One of the key papers in our Special Topics Research Front Map on Epigenetic Gene Regulation is "Transposable elements: targets for early nutritional effects on epigenetic gene regulation" (Waterland, R.A. and Jirtle, R.L., Mol. Cell. Biol. 23[15]: 5293-300, August 2003). In Essential Science IndicatorsSM from Thomson Reuters, this paper is currently a Highly Cited Paper in the field of Molecular Biology & Genetics, with 306 citations up to April 30, 2009.


This paper was coauthored Dr. Randy Jirtle and Dr. Robert Waterland, who was a postdoctoral fellow Dr. Jirtle's at the time. Dr. Jirtle's record in our database includes 56 papers cited a total of 2,466 times between January 1, 1999 and April 30, 2009. He is the Director of the Epigenetics and Imprinting Laboratory at Duke University in Durham, NC.

In the interview below, ScienceWatch.com talks with Dr.
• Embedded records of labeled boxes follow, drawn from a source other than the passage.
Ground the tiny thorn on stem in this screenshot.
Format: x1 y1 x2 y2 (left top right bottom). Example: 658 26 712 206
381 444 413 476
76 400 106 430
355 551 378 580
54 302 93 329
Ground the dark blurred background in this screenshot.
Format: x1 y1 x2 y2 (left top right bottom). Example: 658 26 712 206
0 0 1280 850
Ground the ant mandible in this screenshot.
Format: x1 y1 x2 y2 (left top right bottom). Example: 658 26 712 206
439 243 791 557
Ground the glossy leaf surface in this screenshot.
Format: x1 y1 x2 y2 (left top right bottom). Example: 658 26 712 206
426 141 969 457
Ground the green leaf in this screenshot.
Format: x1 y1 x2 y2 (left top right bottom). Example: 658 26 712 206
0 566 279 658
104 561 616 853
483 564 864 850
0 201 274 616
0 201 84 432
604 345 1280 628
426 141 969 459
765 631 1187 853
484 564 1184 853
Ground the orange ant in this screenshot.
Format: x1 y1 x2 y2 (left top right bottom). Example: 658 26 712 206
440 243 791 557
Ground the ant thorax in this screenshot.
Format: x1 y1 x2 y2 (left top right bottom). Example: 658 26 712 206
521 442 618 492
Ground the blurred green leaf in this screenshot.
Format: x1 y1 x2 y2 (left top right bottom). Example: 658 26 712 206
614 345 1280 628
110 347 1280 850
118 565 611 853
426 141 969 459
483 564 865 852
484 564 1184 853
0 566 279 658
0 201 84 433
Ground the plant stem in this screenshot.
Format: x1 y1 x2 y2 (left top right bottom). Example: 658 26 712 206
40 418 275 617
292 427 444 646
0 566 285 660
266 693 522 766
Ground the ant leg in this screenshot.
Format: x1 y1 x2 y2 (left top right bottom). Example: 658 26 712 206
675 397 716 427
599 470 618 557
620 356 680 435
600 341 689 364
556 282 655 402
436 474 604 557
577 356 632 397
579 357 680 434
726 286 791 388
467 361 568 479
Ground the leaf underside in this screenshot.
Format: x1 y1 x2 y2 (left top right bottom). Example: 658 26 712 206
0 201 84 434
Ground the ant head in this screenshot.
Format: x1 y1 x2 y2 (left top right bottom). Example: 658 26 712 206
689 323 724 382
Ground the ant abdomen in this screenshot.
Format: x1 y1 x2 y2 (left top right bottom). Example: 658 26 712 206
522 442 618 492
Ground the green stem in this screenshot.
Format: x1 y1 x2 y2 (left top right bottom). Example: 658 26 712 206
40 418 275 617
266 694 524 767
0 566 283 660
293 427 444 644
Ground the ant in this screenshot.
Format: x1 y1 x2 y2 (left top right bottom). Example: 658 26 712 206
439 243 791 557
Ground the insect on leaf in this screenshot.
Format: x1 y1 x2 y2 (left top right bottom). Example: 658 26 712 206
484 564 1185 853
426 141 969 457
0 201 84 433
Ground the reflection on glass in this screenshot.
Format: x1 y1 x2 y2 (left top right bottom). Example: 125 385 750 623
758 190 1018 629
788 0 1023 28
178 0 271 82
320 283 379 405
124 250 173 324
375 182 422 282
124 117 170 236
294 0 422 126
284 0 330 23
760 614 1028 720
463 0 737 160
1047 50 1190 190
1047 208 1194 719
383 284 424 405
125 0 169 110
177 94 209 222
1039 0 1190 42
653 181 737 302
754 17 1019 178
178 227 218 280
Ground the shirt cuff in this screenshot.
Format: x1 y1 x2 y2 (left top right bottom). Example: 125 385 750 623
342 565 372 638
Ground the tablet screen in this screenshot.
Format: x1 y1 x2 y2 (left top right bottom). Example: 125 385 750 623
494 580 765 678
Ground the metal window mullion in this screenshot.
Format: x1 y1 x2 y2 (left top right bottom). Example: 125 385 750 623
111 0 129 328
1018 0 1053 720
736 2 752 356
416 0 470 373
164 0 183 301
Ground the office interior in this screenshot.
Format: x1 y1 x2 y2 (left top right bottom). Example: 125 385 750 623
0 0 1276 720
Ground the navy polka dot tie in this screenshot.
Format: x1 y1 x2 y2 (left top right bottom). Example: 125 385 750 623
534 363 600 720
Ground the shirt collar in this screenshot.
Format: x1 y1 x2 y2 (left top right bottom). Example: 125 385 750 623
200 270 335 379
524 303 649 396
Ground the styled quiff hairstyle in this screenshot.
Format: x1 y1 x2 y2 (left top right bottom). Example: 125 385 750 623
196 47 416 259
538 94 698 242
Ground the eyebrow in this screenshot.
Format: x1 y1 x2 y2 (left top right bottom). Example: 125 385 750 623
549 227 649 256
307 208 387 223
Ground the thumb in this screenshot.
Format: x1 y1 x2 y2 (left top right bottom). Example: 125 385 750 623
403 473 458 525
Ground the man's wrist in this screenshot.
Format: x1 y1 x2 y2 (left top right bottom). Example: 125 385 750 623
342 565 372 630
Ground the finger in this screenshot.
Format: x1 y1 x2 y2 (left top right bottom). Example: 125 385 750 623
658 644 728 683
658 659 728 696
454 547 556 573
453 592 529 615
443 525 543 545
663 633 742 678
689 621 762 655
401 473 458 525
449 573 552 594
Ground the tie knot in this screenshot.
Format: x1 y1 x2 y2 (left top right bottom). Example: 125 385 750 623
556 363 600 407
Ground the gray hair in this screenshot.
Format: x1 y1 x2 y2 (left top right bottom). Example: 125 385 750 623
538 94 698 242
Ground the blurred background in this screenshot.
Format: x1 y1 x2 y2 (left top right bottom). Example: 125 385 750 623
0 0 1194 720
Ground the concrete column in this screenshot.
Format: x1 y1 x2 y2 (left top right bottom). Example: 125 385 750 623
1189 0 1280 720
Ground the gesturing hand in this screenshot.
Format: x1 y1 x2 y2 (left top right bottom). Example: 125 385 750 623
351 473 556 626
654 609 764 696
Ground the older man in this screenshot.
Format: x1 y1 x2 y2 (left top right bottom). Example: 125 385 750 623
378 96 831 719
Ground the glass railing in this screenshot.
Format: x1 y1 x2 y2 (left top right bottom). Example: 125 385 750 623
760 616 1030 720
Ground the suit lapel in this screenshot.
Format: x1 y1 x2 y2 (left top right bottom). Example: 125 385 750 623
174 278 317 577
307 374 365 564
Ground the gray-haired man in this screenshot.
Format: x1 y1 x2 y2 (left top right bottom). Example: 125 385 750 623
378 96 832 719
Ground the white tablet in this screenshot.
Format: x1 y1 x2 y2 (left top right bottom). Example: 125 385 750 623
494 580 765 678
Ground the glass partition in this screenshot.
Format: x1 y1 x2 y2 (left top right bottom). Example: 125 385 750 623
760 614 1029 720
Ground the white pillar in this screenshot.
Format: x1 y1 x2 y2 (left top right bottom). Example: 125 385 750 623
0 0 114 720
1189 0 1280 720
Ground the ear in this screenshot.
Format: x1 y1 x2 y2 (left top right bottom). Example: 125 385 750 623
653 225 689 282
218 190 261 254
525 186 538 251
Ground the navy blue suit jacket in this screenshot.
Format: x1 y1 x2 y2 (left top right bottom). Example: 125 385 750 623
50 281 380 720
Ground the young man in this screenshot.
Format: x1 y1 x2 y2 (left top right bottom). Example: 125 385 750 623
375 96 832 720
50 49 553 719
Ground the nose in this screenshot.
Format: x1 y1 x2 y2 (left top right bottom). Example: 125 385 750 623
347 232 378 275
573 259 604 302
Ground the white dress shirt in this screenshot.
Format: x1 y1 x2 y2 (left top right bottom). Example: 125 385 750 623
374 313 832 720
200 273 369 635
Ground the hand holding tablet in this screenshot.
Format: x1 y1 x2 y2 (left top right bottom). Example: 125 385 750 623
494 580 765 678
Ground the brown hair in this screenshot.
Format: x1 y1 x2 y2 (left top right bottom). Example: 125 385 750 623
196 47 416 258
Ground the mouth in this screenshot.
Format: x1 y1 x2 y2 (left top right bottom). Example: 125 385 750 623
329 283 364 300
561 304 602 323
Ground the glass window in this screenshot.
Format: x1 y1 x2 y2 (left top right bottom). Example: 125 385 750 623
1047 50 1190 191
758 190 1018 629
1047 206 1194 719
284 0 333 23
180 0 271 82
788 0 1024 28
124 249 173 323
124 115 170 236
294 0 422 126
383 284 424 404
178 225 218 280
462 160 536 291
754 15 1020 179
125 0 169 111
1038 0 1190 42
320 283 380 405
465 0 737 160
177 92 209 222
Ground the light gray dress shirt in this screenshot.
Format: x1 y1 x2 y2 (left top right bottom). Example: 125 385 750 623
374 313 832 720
Jirtle about this paper and its influence on the field of epigenetics.

 Would you please describe the significance of your paper and why it is highly cited?

Both animal experiments and human epidemiological studies demonstrate that maternal nutritional privation during pregnancy is adversely associated with an offspring’s susceptibility to diseases and neurological disorders after birth. Our 2003 Molecular and Cellular Biology paper provided the first experimental evidence that the memory system linking these two disparate time points in life involves epigenetic modifications established soon after fertilization1. In so doing, we opened the mechanistic 'black box' of the developmental origins of adult disease susceptibility, and firmly placed the word, epigenetics, in the vernacular of this research field.

Figure 1
Click figure to enlarge and read description.
Effects of nutrition on the epigenome of viable yellow agouti (Avy) mice...

Specifically, we showed that dietary supplementation of viable yellow agouti (Avy) mice during pregnancy with methyl donors (i.e. choline, betaine, folic acid, and vitamin B12) decreased the incidence of offspring with a yellow coat color (Figure 1), which is associated concomitantly with a reduction in their risk of developing obesity, diabetes, and cancer. Moreover, these phenotypic changes were shown to result from increased DNA methylation of a transposable element upstream of the Agouti gene rather than mutation of the gene.

Interestingly, genistein, a weak phytoestrogen found in soy products, elicits a similar epigenetic effect at the Avy locus even though it is not a methyl donor2. Both methyl donors and genistein can also counteract the CpG hypomethylation caused by bisphenol A, an endocrine disrupting agent used to make hard clear plastic and epoxy resins3. As Hippocrates asserted over two millennia ago, food is medicine!

 How did you become involved in this research, and were there any particular successes or obstacles that stand out?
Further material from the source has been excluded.